Monday, 2 March 2009

Software Craftsmanship 2009 - Notes and Thoughts

I helped run Software Craftsmanship 2009 in the BBC Media Centre a few weeks ago. It was a really thought provoking day where many of the well known master craftsman in the software industry exchanged ideas, taught and discussed what it means to be a software craftsperson.

I started the day helping Jason Gorman and Peter Camfield setup and have to congratulate and thank Jason for organising a very successful day! Also many thanks to Robin Doran who helped massively in getting the logistics of the day sorted.

Jason put together a load of references to other blogs and materials from the talk and a really good summary on Kerry Buckley's blog.

The following are some of my notes and thoughts on the sessions I attended.

Programming in the small: Ivan Moore and Mike Hill.

This was my highlight of the day where Mike and Ivan facilitated a hands-on coding session with the group of about 50 of us.
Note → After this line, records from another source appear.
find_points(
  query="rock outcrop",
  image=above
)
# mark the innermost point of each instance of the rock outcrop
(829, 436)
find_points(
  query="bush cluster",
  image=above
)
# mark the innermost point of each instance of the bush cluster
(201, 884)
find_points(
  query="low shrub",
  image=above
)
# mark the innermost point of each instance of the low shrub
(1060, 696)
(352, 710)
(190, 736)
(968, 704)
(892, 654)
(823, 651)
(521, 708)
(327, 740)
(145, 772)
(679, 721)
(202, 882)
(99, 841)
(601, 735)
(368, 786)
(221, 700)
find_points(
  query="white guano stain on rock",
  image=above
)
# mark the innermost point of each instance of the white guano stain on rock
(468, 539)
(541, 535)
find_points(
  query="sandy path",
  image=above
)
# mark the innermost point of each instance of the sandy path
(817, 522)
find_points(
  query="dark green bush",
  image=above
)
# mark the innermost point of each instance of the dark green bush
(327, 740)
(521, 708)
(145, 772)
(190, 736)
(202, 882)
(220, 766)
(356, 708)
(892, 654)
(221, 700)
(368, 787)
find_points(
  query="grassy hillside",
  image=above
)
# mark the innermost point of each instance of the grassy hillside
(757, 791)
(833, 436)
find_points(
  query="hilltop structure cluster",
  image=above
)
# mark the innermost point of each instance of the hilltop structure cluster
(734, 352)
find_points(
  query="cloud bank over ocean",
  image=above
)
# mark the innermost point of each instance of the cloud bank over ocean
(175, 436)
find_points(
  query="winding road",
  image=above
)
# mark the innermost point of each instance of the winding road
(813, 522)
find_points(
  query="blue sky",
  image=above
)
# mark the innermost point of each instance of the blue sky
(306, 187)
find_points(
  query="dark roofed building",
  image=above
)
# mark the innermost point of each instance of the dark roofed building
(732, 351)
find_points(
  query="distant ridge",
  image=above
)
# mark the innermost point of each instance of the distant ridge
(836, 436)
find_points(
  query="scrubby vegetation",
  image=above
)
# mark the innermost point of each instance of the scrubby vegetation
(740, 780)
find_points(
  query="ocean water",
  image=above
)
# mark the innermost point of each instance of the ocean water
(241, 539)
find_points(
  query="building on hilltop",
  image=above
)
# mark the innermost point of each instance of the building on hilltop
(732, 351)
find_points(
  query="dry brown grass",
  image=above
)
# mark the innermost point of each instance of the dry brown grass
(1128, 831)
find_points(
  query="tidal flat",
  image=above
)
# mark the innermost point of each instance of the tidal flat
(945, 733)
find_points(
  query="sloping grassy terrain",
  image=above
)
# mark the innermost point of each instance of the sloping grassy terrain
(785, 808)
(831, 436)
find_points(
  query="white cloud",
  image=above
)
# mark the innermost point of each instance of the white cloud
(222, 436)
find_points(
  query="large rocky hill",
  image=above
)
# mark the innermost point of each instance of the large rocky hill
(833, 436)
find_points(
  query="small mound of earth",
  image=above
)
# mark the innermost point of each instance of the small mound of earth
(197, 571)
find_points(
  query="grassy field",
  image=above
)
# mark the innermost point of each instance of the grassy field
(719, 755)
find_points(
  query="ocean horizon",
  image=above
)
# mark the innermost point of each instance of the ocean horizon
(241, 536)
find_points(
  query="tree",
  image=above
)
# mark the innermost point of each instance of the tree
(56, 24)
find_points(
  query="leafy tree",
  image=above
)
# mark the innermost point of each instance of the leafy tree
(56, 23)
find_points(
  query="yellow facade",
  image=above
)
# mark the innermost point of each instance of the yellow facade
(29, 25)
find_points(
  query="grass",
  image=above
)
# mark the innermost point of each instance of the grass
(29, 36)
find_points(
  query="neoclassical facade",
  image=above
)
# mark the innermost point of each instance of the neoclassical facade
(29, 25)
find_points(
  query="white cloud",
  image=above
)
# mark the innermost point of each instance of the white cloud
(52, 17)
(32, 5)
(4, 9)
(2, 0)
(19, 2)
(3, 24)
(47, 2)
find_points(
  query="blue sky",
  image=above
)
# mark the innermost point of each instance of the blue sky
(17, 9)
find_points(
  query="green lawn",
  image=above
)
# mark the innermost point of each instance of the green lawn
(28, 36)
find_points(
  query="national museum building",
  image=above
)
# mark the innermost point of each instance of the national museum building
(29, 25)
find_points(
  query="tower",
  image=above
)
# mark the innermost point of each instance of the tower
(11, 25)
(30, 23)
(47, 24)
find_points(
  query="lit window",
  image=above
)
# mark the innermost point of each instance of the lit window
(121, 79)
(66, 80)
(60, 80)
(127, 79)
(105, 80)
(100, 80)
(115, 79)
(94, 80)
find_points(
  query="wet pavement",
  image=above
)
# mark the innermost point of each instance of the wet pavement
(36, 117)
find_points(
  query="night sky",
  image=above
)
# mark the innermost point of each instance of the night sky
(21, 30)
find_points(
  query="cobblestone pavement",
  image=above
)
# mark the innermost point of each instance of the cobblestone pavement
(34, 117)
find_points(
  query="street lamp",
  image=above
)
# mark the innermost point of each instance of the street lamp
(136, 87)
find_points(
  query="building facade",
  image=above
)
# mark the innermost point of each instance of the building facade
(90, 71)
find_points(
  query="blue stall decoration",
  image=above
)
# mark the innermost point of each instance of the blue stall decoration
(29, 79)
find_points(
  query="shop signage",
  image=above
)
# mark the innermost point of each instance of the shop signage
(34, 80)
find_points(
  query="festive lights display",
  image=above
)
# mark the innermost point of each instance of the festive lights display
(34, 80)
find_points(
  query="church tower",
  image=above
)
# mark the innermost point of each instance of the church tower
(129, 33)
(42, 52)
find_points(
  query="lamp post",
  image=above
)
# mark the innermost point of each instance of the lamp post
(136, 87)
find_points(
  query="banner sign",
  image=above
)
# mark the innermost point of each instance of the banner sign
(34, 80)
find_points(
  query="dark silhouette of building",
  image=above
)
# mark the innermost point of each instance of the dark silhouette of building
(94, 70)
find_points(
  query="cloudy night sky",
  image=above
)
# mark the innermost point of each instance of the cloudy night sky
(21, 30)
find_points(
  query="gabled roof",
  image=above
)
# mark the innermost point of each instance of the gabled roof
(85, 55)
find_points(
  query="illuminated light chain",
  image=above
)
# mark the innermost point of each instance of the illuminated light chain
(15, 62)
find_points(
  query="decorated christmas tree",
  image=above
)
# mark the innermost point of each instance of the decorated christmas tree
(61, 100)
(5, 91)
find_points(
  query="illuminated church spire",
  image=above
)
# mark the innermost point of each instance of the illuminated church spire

They gave us some example code and asked us to pair up and "show it some love". After 10min of reviewing and refactoring we were asked what we'd done and why. They would then summarise with their main points and repeated the process with two different code examples. Their slides and Ivan's blog contain some really great advice for anyone writing code. Two of the main points from the workshop really stuck in my mind.

  • Removing even the smallest amount of duplication in your code is worth it.
  • Readability is extremely important to the modifability of your code.

Other smaller points from my pairing sessions were.

  • Your tests must be easy and fast to run everywhere, otherwise refactoring is much harder or you can waste time trying to get them to run.
  • The Eclipse refactoring tools are fantastic, use them even for simple refactorings so that you get used to them.
Three Paradigms, Programming in a safe environment: Keith Braithwaite

I didn't at first think i got much out of this session as I was looking for clear answers to the questions he posed. His main point though was that there's no right way to answer them. It's a powerful message and also a double edged sword. It's powerful because its damaging to follow structured programming and patterns rules without knowing why you're using them. It's also dangerous because it can be used as an excuse by non-experts and experts alike to ignore some of the hard rules that are important in certain situations.

I spoke to experts on the weekend who were ignoring ideas and practices that would help them because "there's more than one way to do it". I'm reminded of my uncle here who still claims that there is no proof that smoking causes lung cancer. It seems to me that too many conversations and arguments in our industry are solely fueled by religious beliefs and not backed by scientific proof. Even when the proof exists it is ignored.

Let's hope that movements such as the recent Software Craftsmanship help us reflect on the skills required to do our job well and improve the software we write.

My Defining Moments: Steve Freeman

There's a very good summary of this one on Kerry Buckley's blog, however the one thing that struck me with everyone who stood up and spoke about their defining moments was that everyone included learning and really understanding TDD as one of, if not the defining moment of their carrer.

Final Thoughts

I had a great day and I hope all of you who were also at Software Craftsmanship 2009 enjoyed it and learned something, I certainly did!